Cyfrowi zaśmiecacze – co zostawia największy cyfrowy ślad węglowy?
Ile drzew nakarmił Twój ulubiony serial? Obliczenia dotyczące cyfrowego śladu węglowego Netflixa znalazły się na pierwszych stronach gazet po tym, jak jedna z organizacji opublikowała raport na ten temat. Okazało się, że pomyliła bity z bajtami, zawyżając tym samym (ośmiokrotnie) swoje szacunki. Media co i rusz publikują szokujące zestawienia, a znalezienie wiarygodnych szacunków jest czasochłonne. Panuje jednak zgodność co do kilku największych zaśmiecaczy.
Kryptowaluty
Około 60% ceny bitcoina to prąd potrzebny do jego wykopania. Roczne utrzymanie działania tej kryptowaluty pochłania tyle prądu, co cała Norwegia, mniej więcej tyle, ile wszystkie centra danych [4]. Emisja gazów cieplarnianych odpowiada wielkości emisji obszaru metropolitalnego Londynu [5].
Centra danych
¼ zużywanej przez nie energii służy wentylacji – bloki serwerów wytwarzają ogromne ilości ciepła. By nie dopuścić do przegrzania i awarii, budynki należy chłodzić. Do tego stosuje się rozmaite rozwiązania: buduje się je w chłodnym klimacie, umieszcza pod wodą, używa sztucznej inteligencji, by dopasować poziom chłodzenia do pogody. W Szwecji ciepło z serwerowni trafia do lokalnych sieci ciepłowniczych [6].
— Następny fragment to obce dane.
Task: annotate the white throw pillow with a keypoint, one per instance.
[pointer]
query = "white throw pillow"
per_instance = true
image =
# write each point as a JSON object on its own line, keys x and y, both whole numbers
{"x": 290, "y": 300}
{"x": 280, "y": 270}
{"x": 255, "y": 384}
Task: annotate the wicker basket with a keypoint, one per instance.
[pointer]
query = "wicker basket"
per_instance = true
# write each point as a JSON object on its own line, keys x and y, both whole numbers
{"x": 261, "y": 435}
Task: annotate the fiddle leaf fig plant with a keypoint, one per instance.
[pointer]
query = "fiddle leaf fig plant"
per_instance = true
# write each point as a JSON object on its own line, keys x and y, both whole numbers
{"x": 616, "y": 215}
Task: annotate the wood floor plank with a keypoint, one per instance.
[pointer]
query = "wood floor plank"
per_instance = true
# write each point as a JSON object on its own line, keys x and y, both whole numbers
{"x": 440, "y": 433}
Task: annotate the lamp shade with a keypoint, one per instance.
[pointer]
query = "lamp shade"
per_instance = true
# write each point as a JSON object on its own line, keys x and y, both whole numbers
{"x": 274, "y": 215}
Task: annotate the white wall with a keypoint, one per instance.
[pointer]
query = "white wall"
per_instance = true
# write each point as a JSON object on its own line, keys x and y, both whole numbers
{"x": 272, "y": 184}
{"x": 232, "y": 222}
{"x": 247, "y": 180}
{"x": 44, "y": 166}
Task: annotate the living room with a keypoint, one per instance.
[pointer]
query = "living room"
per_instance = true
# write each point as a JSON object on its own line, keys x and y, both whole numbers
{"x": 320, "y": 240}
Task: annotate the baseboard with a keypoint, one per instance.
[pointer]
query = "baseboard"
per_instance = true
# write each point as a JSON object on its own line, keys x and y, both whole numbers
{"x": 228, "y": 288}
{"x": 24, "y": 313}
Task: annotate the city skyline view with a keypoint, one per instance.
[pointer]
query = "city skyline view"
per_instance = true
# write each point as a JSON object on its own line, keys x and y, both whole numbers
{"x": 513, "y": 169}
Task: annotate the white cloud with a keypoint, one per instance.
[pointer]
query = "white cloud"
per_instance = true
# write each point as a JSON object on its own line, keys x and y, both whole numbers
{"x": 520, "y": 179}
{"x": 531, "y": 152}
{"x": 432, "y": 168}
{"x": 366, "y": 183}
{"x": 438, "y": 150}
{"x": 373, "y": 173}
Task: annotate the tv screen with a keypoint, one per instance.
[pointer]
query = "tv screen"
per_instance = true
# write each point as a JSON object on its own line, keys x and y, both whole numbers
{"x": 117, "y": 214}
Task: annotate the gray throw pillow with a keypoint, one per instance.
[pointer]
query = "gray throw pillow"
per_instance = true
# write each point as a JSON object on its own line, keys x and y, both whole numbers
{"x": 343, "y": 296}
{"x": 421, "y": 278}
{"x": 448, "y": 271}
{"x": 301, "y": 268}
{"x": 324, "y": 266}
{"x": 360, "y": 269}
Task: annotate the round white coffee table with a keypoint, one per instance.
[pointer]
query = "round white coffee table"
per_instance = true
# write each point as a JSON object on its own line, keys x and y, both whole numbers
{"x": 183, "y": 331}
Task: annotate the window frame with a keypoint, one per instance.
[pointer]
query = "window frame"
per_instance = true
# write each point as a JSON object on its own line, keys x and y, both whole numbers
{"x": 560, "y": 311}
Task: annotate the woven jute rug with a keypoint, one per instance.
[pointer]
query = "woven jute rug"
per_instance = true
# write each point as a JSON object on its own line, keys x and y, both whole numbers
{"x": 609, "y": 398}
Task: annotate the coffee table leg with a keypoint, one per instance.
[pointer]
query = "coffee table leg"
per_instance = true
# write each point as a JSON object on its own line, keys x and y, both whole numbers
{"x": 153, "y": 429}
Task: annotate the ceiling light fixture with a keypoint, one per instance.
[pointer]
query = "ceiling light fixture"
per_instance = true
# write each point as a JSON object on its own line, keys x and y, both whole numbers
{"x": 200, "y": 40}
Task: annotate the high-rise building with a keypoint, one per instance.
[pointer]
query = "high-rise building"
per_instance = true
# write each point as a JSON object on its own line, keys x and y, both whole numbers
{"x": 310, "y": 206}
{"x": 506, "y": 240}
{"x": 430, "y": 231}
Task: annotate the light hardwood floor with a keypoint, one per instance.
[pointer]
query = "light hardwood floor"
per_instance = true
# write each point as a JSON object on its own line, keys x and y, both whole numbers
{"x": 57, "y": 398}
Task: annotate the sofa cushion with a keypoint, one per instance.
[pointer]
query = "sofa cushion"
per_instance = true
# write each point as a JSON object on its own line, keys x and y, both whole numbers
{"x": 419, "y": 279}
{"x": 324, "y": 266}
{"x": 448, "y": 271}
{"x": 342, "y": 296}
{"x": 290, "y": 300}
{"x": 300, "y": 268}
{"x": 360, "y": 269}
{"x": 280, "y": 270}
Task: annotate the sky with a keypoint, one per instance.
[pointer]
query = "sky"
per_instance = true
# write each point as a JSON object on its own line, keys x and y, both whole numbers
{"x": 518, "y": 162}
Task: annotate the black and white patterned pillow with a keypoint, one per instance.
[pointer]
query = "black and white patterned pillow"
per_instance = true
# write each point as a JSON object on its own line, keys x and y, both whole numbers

Dużym problemem jest brak transparentności operatorów: nie ma obowiązku przedstawiania ścisłych danych na temat emisji i łatwo jest ukryć je pod płaszczykiem tzw. REC (ang. Renewable Energy Certificates) [7]. To certyfikaty zakupu energii odnawialnej mające zrównoważyć produkowane przez dane przedsiębiorstwo gazy cieplarnianych. Często nie służą zmniejszeniu wpływu na środowisko, a czasem nawet go pogłębiają [8].
Streaming i gry
Film: lepiej obejrzeć z domu niż pojechać do kina samochodem. Dwie godziny transmisji strumieniowej na laptopa odpowiadają przejechaniu 400 m średnim autem na benzynę [9].
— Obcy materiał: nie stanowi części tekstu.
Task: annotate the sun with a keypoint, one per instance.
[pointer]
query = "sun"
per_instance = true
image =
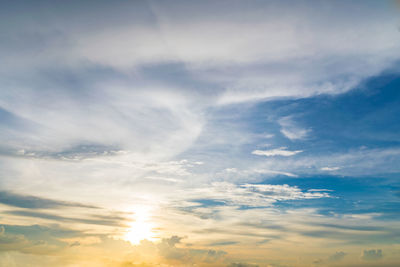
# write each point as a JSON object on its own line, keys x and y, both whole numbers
{"x": 142, "y": 227}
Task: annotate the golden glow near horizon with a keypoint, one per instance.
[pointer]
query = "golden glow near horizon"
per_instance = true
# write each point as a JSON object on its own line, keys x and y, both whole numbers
{"x": 142, "y": 227}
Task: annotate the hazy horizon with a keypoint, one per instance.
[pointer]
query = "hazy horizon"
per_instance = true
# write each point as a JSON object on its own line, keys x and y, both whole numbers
{"x": 199, "y": 133}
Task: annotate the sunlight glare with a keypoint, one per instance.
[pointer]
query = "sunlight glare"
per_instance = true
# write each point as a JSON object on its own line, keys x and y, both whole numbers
{"x": 141, "y": 228}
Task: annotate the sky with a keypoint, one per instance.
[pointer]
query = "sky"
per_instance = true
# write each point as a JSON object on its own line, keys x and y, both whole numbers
{"x": 199, "y": 133}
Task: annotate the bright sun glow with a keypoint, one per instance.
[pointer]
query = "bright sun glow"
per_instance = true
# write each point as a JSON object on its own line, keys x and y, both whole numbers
{"x": 142, "y": 227}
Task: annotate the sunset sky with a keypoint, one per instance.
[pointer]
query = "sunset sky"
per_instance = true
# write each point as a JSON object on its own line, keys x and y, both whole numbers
{"x": 199, "y": 133}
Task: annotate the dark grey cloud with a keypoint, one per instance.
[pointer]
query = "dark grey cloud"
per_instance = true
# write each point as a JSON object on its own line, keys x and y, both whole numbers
{"x": 33, "y": 202}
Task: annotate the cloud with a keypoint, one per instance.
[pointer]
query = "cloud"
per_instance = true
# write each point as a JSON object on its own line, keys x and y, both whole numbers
{"x": 32, "y": 202}
{"x": 252, "y": 195}
{"x": 372, "y": 255}
{"x": 291, "y": 130}
{"x": 282, "y": 151}
{"x": 330, "y": 168}
{"x": 97, "y": 220}
{"x": 242, "y": 265}
{"x": 337, "y": 256}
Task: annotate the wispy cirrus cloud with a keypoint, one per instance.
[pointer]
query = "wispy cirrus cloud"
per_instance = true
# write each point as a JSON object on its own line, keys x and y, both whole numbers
{"x": 282, "y": 151}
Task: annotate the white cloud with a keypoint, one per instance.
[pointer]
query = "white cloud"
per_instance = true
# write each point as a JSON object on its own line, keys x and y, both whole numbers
{"x": 282, "y": 151}
{"x": 254, "y": 195}
{"x": 330, "y": 168}
{"x": 291, "y": 130}
{"x": 372, "y": 255}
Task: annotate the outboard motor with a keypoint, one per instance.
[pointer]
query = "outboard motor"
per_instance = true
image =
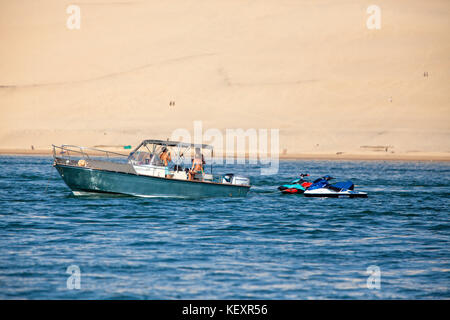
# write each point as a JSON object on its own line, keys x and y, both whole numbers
{"x": 235, "y": 179}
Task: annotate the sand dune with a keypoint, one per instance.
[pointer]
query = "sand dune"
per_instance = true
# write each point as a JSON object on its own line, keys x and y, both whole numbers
{"x": 310, "y": 68}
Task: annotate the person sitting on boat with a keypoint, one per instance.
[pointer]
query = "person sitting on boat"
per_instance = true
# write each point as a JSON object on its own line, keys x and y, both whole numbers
{"x": 197, "y": 164}
{"x": 165, "y": 156}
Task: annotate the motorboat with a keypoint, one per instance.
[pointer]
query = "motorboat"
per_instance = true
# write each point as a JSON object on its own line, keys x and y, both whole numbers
{"x": 142, "y": 172}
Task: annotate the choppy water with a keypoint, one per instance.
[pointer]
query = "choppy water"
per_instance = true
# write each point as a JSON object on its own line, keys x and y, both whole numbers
{"x": 265, "y": 246}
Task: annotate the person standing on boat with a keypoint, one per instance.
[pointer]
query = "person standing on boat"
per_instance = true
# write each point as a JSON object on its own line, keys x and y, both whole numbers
{"x": 165, "y": 156}
{"x": 197, "y": 164}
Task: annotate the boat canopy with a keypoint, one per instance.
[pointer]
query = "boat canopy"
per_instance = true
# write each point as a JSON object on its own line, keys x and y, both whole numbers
{"x": 168, "y": 143}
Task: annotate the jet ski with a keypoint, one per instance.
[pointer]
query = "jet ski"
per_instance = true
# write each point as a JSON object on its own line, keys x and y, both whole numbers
{"x": 323, "y": 188}
{"x": 297, "y": 186}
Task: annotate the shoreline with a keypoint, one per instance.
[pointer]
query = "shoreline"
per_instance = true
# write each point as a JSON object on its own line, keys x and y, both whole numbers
{"x": 422, "y": 156}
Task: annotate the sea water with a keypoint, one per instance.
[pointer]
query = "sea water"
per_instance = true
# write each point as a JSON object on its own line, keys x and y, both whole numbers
{"x": 54, "y": 245}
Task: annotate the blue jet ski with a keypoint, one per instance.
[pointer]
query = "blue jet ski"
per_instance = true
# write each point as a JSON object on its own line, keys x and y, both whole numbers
{"x": 322, "y": 188}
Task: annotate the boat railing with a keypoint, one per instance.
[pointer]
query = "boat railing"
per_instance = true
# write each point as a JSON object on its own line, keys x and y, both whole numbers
{"x": 68, "y": 151}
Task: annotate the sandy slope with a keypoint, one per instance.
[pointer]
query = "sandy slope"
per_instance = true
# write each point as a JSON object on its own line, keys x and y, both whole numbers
{"x": 310, "y": 68}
Gra komputerowa: teren pełen pułapek. Generalnie wyprodukowanie fizycznych kopii emituje 20 razy więcej CO2 niż udostępnienie gry do pobrania. To efekt plastiku, z którego tworzy się zarówno nośniki, jak i opakowania gier. Jednak fizyczna kopia zawiera zazwyczaj wszystkie składowe gry, a komponenty do pobrania z internetu potrafią ważyć nawet 50 GB. Nie ma więc jednej zasady określającej która forma ma mniejszy wpływ na środowisko.
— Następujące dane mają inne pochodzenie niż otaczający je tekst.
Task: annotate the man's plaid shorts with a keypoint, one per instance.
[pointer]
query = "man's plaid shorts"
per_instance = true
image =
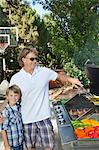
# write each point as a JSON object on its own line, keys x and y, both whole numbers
{"x": 39, "y": 134}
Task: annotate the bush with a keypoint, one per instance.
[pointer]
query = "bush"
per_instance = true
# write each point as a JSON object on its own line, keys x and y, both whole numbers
{"x": 72, "y": 70}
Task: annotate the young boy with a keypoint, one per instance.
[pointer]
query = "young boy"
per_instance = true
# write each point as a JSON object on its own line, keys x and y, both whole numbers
{"x": 12, "y": 127}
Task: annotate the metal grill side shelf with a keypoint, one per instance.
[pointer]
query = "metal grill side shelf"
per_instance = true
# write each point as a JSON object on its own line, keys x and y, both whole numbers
{"x": 65, "y": 128}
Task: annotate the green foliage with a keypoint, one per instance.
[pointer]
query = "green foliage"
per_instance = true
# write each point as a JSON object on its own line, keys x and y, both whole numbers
{"x": 72, "y": 70}
{"x": 4, "y": 21}
{"x": 73, "y": 26}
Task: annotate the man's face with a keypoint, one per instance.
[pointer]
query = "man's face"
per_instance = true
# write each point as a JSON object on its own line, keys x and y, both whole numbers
{"x": 12, "y": 97}
{"x": 30, "y": 61}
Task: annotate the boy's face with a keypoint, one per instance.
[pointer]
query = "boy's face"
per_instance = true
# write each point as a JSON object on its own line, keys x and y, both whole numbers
{"x": 12, "y": 97}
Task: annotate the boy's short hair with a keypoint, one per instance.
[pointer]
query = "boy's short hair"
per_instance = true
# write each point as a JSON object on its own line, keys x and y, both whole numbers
{"x": 15, "y": 89}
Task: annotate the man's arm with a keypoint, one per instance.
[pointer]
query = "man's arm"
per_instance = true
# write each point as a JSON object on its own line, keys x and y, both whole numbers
{"x": 5, "y": 140}
{"x": 64, "y": 78}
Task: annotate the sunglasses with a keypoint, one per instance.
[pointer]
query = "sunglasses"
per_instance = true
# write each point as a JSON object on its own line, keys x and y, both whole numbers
{"x": 32, "y": 58}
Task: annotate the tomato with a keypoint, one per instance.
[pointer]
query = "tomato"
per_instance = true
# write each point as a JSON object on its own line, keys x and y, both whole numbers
{"x": 97, "y": 131}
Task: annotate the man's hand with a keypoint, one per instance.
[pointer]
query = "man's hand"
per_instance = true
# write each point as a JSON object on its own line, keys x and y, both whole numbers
{"x": 1, "y": 119}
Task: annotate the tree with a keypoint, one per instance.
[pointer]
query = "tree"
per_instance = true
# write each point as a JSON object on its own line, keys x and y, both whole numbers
{"x": 79, "y": 27}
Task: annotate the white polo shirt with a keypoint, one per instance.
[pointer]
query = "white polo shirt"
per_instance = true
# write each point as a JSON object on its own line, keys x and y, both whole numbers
{"x": 35, "y": 95}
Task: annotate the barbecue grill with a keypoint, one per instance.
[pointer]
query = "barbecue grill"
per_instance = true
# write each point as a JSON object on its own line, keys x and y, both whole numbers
{"x": 66, "y": 131}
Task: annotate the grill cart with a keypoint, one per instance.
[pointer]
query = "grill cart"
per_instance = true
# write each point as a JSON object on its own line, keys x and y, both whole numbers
{"x": 76, "y": 109}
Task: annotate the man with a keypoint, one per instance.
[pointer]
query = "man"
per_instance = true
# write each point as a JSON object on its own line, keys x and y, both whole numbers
{"x": 33, "y": 81}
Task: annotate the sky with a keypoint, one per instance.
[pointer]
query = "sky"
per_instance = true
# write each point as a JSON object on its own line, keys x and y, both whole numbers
{"x": 37, "y": 7}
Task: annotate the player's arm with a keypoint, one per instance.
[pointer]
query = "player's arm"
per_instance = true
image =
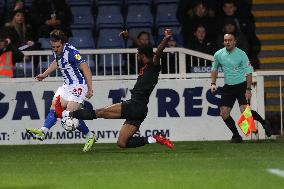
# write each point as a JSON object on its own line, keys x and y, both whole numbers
{"x": 126, "y": 35}
{"x": 168, "y": 33}
{"x": 214, "y": 74}
{"x": 88, "y": 77}
{"x": 248, "y": 70}
{"x": 53, "y": 66}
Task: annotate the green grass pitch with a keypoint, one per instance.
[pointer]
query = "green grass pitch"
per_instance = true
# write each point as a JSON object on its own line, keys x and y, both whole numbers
{"x": 192, "y": 165}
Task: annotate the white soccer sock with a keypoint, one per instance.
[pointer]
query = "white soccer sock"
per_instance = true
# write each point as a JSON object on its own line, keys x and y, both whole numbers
{"x": 89, "y": 135}
{"x": 65, "y": 113}
{"x": 151, "y": 140}
{"x": 44, "y": 130}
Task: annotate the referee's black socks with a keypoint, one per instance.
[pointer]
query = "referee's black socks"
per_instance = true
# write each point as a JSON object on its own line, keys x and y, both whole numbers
{"x": 257, "y": 117}
{"x": 84, "y": 114}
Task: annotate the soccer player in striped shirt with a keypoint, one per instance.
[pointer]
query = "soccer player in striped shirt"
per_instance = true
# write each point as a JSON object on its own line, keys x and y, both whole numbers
{"x": 77, "y": 85}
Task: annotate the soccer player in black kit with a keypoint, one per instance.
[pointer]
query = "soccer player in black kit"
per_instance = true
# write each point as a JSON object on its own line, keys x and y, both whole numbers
{"x": 135, "y": 109}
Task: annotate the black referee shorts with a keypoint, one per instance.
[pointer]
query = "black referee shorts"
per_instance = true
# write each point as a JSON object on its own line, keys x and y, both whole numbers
{"x": 134, "y": 112}
{"x": 231, "y": 93}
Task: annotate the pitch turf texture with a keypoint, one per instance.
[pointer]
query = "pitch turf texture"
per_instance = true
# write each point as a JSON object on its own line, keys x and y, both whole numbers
{"x": 192, "y": 165}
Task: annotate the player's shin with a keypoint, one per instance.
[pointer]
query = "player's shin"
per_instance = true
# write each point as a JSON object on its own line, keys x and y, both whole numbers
{"x": 134, "y": 142}
{"x": 231, "y": 125}
{"x": 50, "y": 120}
{"x": 84, "y": 114}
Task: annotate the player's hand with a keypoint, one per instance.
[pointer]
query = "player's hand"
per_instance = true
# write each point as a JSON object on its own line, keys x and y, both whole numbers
{"x": 213, "y": 88}
{"x": 248, "y": 95}
{"x": 90, "y": 93}
{"x": 40, "y": 77}
{"x": 124, "y": 34}
{"x": 168, "y": 33}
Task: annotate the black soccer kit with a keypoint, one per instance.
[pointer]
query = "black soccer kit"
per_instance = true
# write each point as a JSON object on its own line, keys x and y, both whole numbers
{"x": 135, "y": 110}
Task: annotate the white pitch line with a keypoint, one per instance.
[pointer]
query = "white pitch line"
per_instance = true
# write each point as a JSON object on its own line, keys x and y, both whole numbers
{"x": 278, "y": 172}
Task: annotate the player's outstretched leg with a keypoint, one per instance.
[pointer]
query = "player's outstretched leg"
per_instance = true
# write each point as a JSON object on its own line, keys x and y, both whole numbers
{"x": 58, "y": 108}
{"x": 36, "y": 133}
{"x": 163, "y": 140}
{"x": 39, "y": 134}
{"x": 91, "y": 136}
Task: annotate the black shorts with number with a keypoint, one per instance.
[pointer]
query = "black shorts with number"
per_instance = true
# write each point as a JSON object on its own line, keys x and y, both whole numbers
{"x": 232, "y": 92}
{"x": 134, "y": 112}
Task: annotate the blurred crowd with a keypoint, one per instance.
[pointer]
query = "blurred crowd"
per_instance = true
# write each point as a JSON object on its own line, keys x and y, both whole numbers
{"x": 202, "y": 25}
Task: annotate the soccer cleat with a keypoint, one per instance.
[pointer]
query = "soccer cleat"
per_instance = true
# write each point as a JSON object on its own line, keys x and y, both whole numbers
{"x": 37, "y": 133}
{"x": 163, "y": 140}
{"x": 267, "y": 128}
{"x": 236, "y": 139}
{"x": 58, "y": 108}
{"x": 90, "y": 142}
Gra na konsolę: emisyjność zależy od grafiki. Kolejni producenci pracują nad zmniejszeniem cyfrowego śladu węglowego. Podczas godziny gry Xbox emituje trzy razy więcej CO2 niż PlayStation. Z kolei PS5 ma o 35% niższą emisję niż PS4, ale wciąż emituje średnio 20 g CO2 w trakcie godziny gry. Te wskaźniki mają znaczenie, bowiem gry na konsolę są długie [10].
Gigabajty śmieci – od czego zależy cyfrowy ślad węglowy?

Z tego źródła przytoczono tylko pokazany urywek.